COVID-19 packs a one/two punch for trauma victims. In these stressful, anxiety-filled times, everyone is upset, unsure, and ungrounded. Any kind of trauma—illness, abuse, war, death of a loved one, and the sometimes-resulting PTSD—creates a heightened level of stress.
The added anxiety created by self-isolation, by wondering if you have the virus, or if the person you just passed on the street will infect you, can easily flip you back into the time when nothing was safe. How can those who have experienced trauma or abuse cope with the added stress and uncertainty? As a survivor, I’d like to offer a few suggestions.
Remind yourself of the truth. It is so easy to slip back into the old thinking: this is all my fault; I’m causing this suffering; this will never end. Granted, it feels like those traumatic times are back, but try to concentrate on the differences: You have freedom of movement. You can come and go as necessary. No one is tying you up or forcing you down. Within the reasonable constraint of staying home as much as possible, you have personal freedom. You are not to blame; you haven’t caused this virus to invade our country. While we don’t know how long these circumstances will continue, they will pass, and life will eventually return to normal.
Titrate the amount of news you receive every day. If your newspaper has twenty articles on COVID-19, read one or two. Stay informed, but don’t increase your anxiety by reading the same bad news over and over. If social media helps, use it. If you get trapped in others’ online anxiety, take a break. Your Facebook friends aren’t going anywhere—they’re stuck at home, too.

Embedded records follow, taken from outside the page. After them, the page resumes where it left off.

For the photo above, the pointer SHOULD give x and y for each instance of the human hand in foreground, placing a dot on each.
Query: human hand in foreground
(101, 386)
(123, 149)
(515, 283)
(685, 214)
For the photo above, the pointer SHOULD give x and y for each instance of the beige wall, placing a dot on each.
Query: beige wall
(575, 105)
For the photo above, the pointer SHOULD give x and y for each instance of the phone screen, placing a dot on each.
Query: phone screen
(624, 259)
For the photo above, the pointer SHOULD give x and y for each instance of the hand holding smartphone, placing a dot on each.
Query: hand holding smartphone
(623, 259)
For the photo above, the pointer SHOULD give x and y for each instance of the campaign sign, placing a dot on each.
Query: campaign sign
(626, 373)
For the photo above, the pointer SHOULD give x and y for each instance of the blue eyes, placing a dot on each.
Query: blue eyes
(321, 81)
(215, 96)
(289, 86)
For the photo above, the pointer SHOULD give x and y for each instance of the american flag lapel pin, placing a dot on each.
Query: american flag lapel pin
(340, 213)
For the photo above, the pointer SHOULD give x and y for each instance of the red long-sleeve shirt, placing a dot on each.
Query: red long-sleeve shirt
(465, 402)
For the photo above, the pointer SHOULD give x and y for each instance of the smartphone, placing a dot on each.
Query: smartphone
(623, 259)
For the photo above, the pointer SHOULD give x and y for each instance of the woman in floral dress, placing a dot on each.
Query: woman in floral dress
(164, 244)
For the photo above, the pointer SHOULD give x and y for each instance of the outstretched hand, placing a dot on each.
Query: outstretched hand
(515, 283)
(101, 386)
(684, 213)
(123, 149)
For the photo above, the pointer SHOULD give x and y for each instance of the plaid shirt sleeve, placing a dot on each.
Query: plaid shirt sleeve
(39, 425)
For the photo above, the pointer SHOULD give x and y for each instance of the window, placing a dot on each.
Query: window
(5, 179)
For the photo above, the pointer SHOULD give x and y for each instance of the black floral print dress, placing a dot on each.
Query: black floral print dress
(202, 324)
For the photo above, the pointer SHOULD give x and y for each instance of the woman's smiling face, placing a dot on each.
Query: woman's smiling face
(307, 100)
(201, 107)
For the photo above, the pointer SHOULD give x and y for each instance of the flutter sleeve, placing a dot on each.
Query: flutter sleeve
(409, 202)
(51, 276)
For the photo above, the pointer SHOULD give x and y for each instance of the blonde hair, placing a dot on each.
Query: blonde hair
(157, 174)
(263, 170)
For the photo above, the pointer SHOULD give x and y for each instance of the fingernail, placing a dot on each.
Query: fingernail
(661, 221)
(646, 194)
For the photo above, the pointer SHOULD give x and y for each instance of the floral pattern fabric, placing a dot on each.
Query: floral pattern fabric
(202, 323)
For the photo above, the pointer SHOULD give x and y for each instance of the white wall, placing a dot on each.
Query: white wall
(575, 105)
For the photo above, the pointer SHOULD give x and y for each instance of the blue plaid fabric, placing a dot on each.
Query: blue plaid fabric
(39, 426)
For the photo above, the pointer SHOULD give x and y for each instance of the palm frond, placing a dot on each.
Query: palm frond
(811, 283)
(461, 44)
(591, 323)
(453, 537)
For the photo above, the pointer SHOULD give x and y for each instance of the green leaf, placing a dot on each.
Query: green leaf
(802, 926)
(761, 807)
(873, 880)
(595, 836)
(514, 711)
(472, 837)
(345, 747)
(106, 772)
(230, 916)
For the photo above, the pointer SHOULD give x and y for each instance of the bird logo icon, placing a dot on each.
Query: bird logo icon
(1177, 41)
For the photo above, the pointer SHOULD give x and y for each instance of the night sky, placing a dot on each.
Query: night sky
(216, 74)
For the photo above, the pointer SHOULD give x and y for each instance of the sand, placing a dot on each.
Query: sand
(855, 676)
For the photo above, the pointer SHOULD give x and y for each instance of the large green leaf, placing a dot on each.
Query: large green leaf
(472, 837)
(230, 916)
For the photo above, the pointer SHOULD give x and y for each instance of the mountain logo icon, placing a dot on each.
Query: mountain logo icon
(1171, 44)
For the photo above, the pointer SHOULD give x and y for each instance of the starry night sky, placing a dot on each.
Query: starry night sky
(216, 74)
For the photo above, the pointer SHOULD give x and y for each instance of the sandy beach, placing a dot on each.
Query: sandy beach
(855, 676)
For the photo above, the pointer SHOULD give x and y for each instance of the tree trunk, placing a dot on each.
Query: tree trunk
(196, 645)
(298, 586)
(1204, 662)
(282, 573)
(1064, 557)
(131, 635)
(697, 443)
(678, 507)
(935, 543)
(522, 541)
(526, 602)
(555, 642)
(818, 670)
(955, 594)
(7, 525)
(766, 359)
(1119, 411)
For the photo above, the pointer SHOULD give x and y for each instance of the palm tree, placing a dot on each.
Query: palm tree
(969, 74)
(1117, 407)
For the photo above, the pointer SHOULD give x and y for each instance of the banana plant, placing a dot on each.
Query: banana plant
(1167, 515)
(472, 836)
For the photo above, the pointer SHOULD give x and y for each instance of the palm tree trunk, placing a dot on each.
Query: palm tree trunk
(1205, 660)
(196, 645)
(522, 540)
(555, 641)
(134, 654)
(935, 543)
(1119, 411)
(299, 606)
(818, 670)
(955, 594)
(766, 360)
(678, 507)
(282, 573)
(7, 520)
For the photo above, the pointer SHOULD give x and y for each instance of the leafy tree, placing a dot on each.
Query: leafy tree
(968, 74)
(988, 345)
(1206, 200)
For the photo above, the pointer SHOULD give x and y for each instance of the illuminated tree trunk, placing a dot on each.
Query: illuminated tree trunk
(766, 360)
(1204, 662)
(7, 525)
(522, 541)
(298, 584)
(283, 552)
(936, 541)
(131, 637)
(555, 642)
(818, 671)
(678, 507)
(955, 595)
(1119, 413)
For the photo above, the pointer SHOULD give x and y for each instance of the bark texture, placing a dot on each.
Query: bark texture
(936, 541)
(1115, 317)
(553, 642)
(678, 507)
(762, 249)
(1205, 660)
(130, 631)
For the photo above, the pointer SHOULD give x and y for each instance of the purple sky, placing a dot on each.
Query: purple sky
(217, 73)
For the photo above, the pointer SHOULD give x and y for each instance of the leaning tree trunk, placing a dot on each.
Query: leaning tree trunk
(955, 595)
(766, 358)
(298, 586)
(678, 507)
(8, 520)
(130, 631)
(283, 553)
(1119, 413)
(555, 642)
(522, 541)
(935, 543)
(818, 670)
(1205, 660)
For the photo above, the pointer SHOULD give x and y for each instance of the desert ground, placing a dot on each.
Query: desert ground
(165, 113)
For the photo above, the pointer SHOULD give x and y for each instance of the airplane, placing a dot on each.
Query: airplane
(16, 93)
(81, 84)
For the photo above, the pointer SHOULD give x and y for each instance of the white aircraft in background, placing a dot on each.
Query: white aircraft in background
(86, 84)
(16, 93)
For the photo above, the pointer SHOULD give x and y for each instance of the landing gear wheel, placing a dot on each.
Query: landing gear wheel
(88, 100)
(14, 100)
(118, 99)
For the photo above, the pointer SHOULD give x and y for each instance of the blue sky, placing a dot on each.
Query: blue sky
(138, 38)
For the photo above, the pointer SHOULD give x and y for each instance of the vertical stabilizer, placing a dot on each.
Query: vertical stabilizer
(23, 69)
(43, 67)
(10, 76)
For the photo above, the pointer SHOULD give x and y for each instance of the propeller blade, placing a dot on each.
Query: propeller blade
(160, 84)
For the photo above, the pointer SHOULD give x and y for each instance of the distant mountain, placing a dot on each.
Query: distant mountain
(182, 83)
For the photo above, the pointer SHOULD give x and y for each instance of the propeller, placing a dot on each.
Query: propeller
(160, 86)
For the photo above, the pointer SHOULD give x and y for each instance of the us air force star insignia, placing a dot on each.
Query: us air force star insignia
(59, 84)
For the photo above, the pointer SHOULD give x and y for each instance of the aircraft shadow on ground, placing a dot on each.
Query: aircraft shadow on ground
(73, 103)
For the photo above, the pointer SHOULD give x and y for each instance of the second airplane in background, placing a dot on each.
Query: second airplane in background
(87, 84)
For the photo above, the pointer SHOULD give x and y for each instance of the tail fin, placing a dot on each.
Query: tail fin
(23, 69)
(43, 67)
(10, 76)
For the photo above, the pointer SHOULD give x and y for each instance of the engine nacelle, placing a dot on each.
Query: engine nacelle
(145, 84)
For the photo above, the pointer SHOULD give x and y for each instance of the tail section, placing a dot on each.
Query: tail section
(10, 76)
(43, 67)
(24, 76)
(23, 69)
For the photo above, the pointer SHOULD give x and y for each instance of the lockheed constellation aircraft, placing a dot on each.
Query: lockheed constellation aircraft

Become creative in finding ways to remain social. Phone calls and FaceTime are a plus. One neighborhood in my city has a novel plan. Residents put teddy bears in the windows for children to count as they walk or drive by. They share waves from afar. Another group, who normally met to walk together at the recreation center and have coffee afterwards, met this week in the parking lot. Spaced six feet apart, each bringing their own coffee, the group spent thirty minutes sharing moments from their week. My lunch buddies have begun a round-robin email every day. We each add a little to the email, forwarding it to the next friend.
The important thing is not to isolate yourself from your friends as you self-isolate.
Remember you don’t have to be stoic all the time. I’m not advocating running around in panic, but when life feels too much, kindness toward yourself is good. You can acknowledge your fear. Perhaps you feel like you will explode: get up and out—walk, skip, jump, do the Hokey Pokey, dance, get in the shower and scream every cuss word you know. Just get the fear energy out of your body. Have a good cry. Afterwards, deep breaths and meditation may work wonders.
Find someone who has the capacity to be present with your fear. Share your feelings; doing so will help you let them go. Then be the willing listener in return, in that moment or later as needed.
Practice compassion. Compassion starts with yourself, then flows out to others. Get enough rest. Practice self-care: soft music, warm baths, essential oils, soft blankets. Eat as well as you can. Try not to link video bingeing with actual bingeing. Trust your intuition; you know what you need. Then be compassionate to others. Understand that the person in the grocery store who is rude and aggressive is scared, just like you are. Call your neighbors, perform small acts of kindness, dig deep and find patience when a bored and scared child is driving you up the wall.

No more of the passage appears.